According to a new report from the Employee Benefit Research Institute (EBRI), Gen X households — called the “sandwich generation” because they’re caught between paying for college, caring for their parents and saving for their own retirement — are also less likely to own a home than prior generations of the same age, 40 to 51.
Slightly more than 65% of families headed by a Gen Xer owned their home in 2016, down from just over 75% and nearly 72% in 2004 and 1992, respectively, according to EBRI.
Similar differences were seen for the percentages of Gen-X-led families having any type of retirement plan: 67% in 2016 versus roughly 72% and 73% in 2004 and 1992.
Gen-X-led families in 2016 also had higher debt-to-asset ratios — 34% in 2016 compared with 30% and 22% in 2004 and 1992, respectively, and, most important, a lower median family net worth: $103,130 versus roughly $152,000 and $108,000 in 2004 and 1992, respectively, in 2016 dollars.
Not surprisingly, the percentages of families owning homes or having any type of retirement plan were greatest for those families with incomes in the highest quartile and lowest for those with incomes in the lowest quartile.
The poorest Gen Xers by income were the driving force for the overall weaker financial indicators of Gen X families, though the debt-to-asset level was greatest for those families with incomes in the second lowest quartile rather than the lowest — over 40% for 2004 and 2016, according to EBRI. Families with minority heads of household and without bachelor’s degrees also fared worse, after 2004.

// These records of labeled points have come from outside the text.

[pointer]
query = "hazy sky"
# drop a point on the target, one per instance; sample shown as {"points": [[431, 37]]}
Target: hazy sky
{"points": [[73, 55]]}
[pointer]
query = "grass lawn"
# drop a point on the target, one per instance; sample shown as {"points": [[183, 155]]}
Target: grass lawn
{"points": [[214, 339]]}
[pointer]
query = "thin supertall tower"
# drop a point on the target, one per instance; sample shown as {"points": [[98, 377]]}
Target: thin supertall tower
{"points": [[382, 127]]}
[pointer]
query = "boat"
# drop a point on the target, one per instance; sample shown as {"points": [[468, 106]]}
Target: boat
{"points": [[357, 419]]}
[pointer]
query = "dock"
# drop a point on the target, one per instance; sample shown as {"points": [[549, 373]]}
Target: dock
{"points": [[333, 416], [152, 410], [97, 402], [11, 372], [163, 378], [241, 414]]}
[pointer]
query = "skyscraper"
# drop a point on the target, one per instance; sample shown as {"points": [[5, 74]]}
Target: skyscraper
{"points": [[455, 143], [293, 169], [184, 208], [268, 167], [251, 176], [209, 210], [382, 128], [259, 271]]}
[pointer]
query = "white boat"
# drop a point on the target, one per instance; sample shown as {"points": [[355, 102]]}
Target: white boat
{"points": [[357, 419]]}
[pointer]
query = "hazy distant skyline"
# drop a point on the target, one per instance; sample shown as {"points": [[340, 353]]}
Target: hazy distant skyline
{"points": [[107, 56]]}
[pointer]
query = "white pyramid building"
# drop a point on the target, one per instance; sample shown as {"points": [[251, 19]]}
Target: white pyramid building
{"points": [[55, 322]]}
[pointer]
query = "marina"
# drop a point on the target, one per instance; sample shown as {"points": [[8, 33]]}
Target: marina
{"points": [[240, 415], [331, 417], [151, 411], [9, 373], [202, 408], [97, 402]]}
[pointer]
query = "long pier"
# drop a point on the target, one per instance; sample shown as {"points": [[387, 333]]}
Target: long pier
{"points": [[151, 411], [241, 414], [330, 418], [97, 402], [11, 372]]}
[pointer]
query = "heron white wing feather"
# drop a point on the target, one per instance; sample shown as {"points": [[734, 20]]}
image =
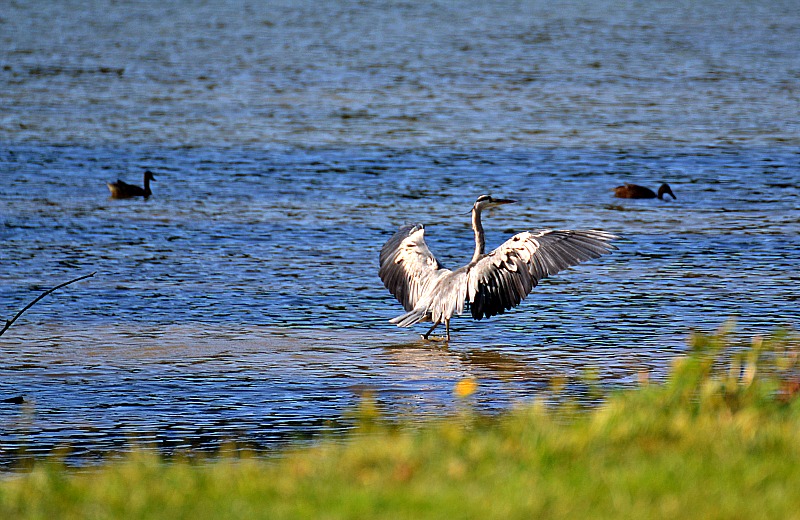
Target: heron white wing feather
{"points": [[407, 266], [503, 278]]}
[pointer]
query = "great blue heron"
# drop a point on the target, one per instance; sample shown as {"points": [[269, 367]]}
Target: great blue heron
{"points": [[491, 283], [123, 190], [634, 191]]}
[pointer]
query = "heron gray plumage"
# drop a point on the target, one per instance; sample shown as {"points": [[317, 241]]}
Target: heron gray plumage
{"points": [[491, 283]]}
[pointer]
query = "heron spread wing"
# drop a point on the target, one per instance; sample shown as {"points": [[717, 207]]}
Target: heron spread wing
{"points": [[407, 265], [500, 280]]}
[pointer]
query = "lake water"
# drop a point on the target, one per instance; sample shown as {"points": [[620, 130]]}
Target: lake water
{"points": [[290, 139]]}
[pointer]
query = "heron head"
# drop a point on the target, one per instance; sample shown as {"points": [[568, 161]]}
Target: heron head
{"points": [[487, 201]]}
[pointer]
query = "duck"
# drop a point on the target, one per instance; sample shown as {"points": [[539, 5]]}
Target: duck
{"points": [[634, 191], [123, 190]]}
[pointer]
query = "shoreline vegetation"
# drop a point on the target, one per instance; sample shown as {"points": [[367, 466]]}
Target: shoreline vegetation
{"points": [[717, 439]]}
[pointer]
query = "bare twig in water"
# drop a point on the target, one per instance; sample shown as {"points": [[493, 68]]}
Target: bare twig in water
{"points": [[12, 320]]}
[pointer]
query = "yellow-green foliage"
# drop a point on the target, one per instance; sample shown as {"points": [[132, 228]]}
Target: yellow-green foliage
{"points": [[719, 439]]}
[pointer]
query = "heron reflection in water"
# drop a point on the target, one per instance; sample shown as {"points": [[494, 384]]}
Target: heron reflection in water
{"points": [[491, 283]]}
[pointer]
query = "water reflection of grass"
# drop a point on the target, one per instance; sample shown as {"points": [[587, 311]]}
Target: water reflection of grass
{"points": [[717, 440]]}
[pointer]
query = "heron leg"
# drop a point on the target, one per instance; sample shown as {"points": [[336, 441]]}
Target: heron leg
{"points": [[425, 336]]}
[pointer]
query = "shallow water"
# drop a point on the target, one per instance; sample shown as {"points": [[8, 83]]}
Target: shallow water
{"points": [[241, 302]]}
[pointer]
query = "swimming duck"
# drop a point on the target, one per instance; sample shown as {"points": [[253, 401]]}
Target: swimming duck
{"points": [[634, 191], [123, 190]]}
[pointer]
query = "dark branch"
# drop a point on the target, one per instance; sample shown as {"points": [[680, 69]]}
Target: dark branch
{"points": [[12, 320]]}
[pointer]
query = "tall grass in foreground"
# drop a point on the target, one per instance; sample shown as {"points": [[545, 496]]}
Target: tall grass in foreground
{"points": [[719, 439]]}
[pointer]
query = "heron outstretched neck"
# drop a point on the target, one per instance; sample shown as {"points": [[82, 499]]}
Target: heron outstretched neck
{"points": [[480, 236], [491, 283]]}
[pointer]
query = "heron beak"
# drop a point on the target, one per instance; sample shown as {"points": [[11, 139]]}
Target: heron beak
{"points": [[504, 201]]}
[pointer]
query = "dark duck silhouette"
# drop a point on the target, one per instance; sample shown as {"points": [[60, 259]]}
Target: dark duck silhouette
{"points": [[123, 190], [634, 191]]}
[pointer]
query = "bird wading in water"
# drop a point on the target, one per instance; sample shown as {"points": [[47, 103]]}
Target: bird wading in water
{"points": [[491, 283], [634, 191], [123, 190]]}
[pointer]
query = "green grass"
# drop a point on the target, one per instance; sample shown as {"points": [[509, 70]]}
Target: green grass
{"points": [[719, 439]]}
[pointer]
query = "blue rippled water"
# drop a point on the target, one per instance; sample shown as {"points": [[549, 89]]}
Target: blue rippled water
{"points": [[289, 140]]}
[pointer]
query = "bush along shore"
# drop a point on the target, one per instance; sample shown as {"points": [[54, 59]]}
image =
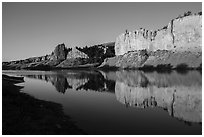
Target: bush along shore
{"points": [[25, 115]]}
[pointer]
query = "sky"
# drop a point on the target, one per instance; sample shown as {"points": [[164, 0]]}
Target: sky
{"points": [[35, 29]]}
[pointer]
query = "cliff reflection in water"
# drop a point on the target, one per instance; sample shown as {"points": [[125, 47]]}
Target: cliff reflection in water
{"points": [[178, 93], [77, 80]]}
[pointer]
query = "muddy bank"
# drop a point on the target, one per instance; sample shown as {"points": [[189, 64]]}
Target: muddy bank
{"points": [[25, 115]]}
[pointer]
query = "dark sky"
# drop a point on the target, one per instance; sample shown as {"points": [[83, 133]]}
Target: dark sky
{"points": [[34, 29]]}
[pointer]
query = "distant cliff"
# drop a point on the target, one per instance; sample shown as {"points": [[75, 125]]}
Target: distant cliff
{"points": [[63, 57], [179, 44]]}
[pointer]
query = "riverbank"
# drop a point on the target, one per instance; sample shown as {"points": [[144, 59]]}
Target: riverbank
{"points": [[25, 115]]}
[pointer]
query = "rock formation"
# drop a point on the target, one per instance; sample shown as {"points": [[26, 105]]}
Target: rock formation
{"points": [[179, 44], [180, 35], [74, 53]]}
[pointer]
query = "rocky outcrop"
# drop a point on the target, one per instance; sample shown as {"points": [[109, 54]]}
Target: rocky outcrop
{"points": [[74, 53], [60, 53], [179, 35], [177, 45]]}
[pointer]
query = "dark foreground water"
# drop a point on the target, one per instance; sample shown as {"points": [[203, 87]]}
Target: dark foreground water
{"points": [[122, 102]]}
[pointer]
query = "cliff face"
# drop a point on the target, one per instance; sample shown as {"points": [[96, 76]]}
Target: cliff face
{"points": [[180, 35]]}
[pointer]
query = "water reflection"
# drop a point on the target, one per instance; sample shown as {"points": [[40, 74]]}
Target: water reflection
{"points": [[178, 93]]}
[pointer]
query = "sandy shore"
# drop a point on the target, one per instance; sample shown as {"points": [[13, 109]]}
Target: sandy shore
{"points": [[25, 115]]}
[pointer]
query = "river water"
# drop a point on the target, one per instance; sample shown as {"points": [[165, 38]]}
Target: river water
{"points": [[122, 102]]}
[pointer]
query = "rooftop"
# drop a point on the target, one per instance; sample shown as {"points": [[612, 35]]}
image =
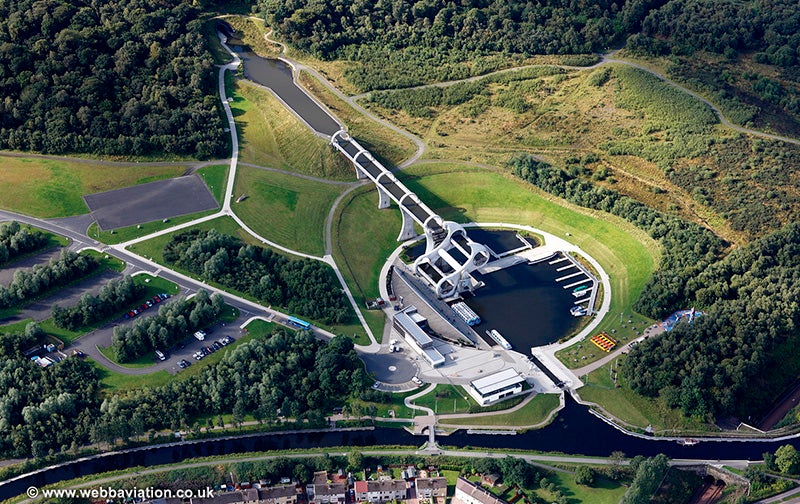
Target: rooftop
{"points": [[489, 384]]}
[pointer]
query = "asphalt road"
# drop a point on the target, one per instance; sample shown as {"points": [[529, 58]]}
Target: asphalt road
{"points": [[150, 202], [68, 296]]}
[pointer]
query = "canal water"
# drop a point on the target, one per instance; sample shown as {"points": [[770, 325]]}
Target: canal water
{"points": [[575, 431], [525, 304], [277, 75]]}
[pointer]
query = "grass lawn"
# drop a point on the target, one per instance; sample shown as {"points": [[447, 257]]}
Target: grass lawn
{"points": [[464, 194], [154, 249], [270, 135], [446, 399], [215, 177], [288, 210], [397, 405], [534, 412], [358, 221], [146, 360], [251, 31], [603, 491], [50, 188], [387, 145], [633, 408]]}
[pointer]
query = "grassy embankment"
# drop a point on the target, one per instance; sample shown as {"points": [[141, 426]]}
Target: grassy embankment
{"points": [[271, 136], [389, 147], [54, 188], [634, 409], [532, 413], [285, 209], [250, 32], [614, 124], [154, 250], [363, 237]]}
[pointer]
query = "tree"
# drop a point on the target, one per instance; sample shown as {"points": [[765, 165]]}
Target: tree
{"points": [[301, 473], [584, 475], [787, 459], [355, 461], [615, 469]]}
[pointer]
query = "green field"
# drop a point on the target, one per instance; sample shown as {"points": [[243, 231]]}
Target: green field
{"points": [[284, 209], [270, 135], [534, 412], [461, 193], [447, 399], [154, 248], [603, 491], [215, 177], [387, 145], [50, 188], [634, 409], [358, 221]]}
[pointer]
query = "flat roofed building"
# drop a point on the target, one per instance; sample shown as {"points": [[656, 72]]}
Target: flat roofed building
{"points": [[416, 338], [497, 386], [428, 488], [472, 493]]}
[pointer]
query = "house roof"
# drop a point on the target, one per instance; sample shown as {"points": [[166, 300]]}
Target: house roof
{"points": [[277, 492], [476, 492], [431, 483]]}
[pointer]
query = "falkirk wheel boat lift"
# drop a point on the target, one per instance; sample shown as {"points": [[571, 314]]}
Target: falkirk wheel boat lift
{"points": [[441, 274]]}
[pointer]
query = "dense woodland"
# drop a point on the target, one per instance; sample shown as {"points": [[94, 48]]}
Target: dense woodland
{"points": [[688, 248], [732, 359], [29, 283], [401, 43], [305, 287], [45, 410], [120, 77], [768, 28], [16, 240]]}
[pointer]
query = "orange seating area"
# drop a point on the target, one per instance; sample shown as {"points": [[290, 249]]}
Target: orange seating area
{"points": [[604, 341]]}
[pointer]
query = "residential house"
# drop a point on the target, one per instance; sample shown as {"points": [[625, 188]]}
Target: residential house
{"points": [[472, 493], [431, 488]]}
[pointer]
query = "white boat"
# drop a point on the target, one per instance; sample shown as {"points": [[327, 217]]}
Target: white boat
{"points": [[499, 339]]}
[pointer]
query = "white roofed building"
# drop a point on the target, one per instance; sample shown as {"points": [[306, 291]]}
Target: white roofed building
{"points": [[495, 387]]}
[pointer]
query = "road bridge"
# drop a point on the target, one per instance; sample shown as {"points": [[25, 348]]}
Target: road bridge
{"points": [[450, 255]]}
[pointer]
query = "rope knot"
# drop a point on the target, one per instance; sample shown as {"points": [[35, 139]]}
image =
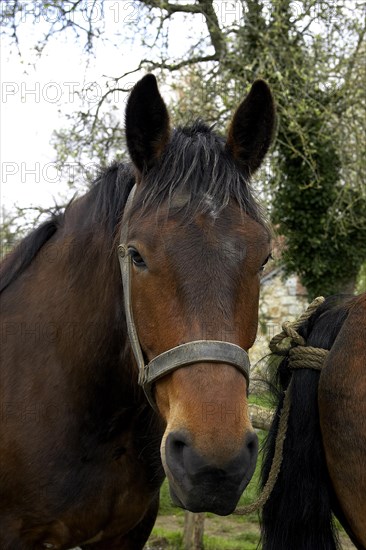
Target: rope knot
{"points": [[289, 338]]}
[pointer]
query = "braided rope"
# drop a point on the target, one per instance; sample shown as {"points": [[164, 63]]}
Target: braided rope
{"points": [[288, 342], [276, 463]]}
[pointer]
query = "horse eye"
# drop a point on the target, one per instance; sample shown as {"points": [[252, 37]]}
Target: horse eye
{"points": [[269, 257], [136, 258]]}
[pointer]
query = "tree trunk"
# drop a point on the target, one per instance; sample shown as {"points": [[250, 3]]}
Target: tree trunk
{"points": [[193, 531]]}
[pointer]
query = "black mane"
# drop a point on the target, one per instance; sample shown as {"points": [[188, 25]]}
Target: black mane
{"points": [[195, 165], [298, 513]]}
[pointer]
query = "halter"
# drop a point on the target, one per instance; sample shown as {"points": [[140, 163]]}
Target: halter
{"points": [[198, 351]]}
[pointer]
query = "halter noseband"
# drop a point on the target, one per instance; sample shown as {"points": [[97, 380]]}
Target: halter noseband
{"points": [[198, 351]]}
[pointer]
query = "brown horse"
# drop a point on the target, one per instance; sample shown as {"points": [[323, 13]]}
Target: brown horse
{"points": [[83, 453], [324, 456]]}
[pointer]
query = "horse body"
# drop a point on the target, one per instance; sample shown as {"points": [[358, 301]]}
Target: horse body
{"points": [[80, 448], [323, 468], [342, 409], [83, 454]]}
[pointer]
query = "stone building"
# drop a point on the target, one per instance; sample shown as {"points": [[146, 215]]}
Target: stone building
{"points": [[281, 299]]}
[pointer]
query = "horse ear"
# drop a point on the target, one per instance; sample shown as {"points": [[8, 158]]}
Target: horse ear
{"points": [[251, 130], [147, 123]]}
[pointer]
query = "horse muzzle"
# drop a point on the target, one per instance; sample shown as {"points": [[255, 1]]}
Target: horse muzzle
{"points": [[199, 486]]}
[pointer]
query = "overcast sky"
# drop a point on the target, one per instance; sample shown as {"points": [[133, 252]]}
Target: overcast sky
{"points": [[35, 100]]}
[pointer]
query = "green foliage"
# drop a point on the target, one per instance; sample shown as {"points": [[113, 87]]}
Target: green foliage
{"points": [[312, 54]]}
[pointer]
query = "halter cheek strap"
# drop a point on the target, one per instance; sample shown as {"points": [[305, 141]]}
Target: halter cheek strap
{"points": [[198, 351]]}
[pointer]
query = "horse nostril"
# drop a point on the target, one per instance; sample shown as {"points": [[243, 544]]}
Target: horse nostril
{"points": [[175, 445], [251, 443]]}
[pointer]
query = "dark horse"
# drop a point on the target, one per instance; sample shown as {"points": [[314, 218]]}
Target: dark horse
{"points": [[324, 456], [83, 453]]}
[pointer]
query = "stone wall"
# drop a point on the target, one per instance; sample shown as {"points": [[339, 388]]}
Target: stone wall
{"points": [[280, 300]]}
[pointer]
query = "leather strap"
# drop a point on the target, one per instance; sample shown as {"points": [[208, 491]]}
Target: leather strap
{"points": [[199, 351]]}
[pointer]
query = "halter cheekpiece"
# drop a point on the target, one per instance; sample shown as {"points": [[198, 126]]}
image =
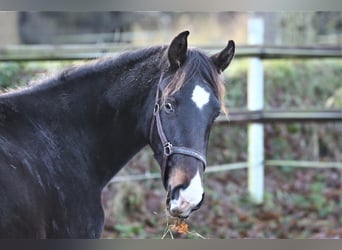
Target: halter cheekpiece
{"points": [[168, 148]]}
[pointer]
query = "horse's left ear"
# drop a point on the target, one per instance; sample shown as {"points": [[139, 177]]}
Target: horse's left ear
{"points": [[222, 59], [177, 49]]}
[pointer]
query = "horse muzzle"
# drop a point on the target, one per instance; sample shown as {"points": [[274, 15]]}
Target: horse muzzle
{"points": [[182, 199]]}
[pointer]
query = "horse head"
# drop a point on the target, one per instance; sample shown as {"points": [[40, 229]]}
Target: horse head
{"points": [[188, 98]]}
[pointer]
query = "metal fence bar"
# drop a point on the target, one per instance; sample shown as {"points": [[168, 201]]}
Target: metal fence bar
{"points": [[255, 103], [234, 166], [84, 52]]}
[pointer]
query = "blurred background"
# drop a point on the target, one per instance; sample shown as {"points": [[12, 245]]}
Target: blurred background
{"points": [[298, 202]]}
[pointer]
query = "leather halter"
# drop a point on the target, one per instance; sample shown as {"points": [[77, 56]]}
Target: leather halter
{"points": [[168, 148]]}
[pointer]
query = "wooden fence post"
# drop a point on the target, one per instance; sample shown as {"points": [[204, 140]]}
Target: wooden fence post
{"points": [[255, 101]]}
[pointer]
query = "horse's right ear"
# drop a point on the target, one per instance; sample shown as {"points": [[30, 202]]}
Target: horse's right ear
{"points": [[178, 49], [222, 59]]}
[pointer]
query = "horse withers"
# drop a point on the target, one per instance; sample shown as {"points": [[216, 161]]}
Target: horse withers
{"points": [[62, 140]]}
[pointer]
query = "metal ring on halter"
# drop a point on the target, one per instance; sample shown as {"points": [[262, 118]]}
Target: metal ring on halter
{"points": [[168, 149]]}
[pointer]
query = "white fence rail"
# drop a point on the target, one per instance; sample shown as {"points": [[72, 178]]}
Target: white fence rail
{"points": [[255, 116]]}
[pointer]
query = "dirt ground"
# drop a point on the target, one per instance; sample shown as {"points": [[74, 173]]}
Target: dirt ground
{"points": [[298, 203]]}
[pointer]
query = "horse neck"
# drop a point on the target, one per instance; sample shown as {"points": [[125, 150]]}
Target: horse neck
{"points": [[104, 117]]}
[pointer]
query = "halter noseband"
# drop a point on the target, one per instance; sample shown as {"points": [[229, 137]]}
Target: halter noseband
{"points": [[168, 148]]}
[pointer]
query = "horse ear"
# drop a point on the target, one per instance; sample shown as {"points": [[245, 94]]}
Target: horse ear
{"points": [[177, 50], [222, 59]]}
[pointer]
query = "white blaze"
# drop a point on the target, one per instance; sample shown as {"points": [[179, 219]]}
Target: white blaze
{"points": [[190, 197], [200, 96]]}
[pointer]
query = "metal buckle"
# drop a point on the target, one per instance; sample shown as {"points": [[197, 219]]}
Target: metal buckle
{"points": [[156, 109], [168, 149]]}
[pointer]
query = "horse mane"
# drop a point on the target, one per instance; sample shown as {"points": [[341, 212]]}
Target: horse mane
{"points": [[196, 63]]}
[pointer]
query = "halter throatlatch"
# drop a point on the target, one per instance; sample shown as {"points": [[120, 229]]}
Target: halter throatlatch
{"points": [[168, 148]]}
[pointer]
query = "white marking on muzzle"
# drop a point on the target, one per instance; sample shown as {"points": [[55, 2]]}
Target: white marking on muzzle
{"points": [[188, 198], [200, 96]]}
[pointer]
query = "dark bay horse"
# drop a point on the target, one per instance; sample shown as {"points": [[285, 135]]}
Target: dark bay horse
{"points": [[62, 140]]}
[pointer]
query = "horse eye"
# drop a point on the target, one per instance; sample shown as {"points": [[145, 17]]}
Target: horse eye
{"points": [[169, 107]]}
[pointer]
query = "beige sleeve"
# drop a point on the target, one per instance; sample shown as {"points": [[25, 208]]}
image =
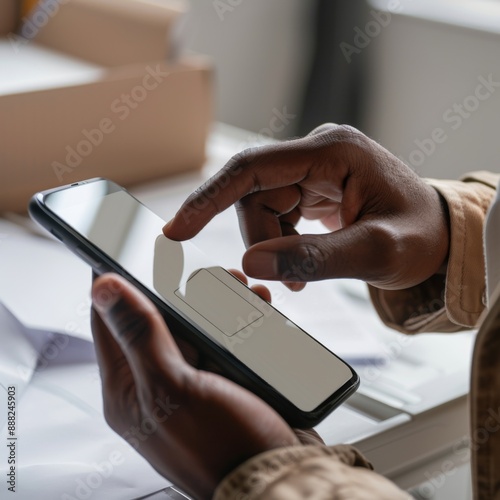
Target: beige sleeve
{"points": [[455, 301], [313, 472]]}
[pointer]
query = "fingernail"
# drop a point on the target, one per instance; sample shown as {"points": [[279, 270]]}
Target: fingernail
{"points": [[294, 286], [167, 226], [261, 265], [105, 296]]}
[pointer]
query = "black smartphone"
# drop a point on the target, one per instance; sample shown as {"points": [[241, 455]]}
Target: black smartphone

The one area where today’s Gen-X-led families appear to be better offer than their cohorts in previous generations was in individual retirement plans — defined contribution plans and IRA accounts. Just over 60% of Gen-X-led families owned an individual retirement plan in 2016, up from almost 59% in 2004 and 51.5% in 1992.
Also, their median balances in these plans in 2016 were far greater than those in 2004 (just over $43,000) and 1992 (nearly $27,500), in constant 2016 dollars.
The report concludes with the challenge facing Gen Xers: They are “closing in on retirement at a time when they are facing many financial challenges” despite the fact that they are the first generation to have access to defined contribution plans in the private sector for the entirety of their careers. Building up assets in those retirement plans “could be affecting other aspects of their finances,” according to the report. “How this generation uses its remaining years of working will tell the tale of their financial success in retirement.”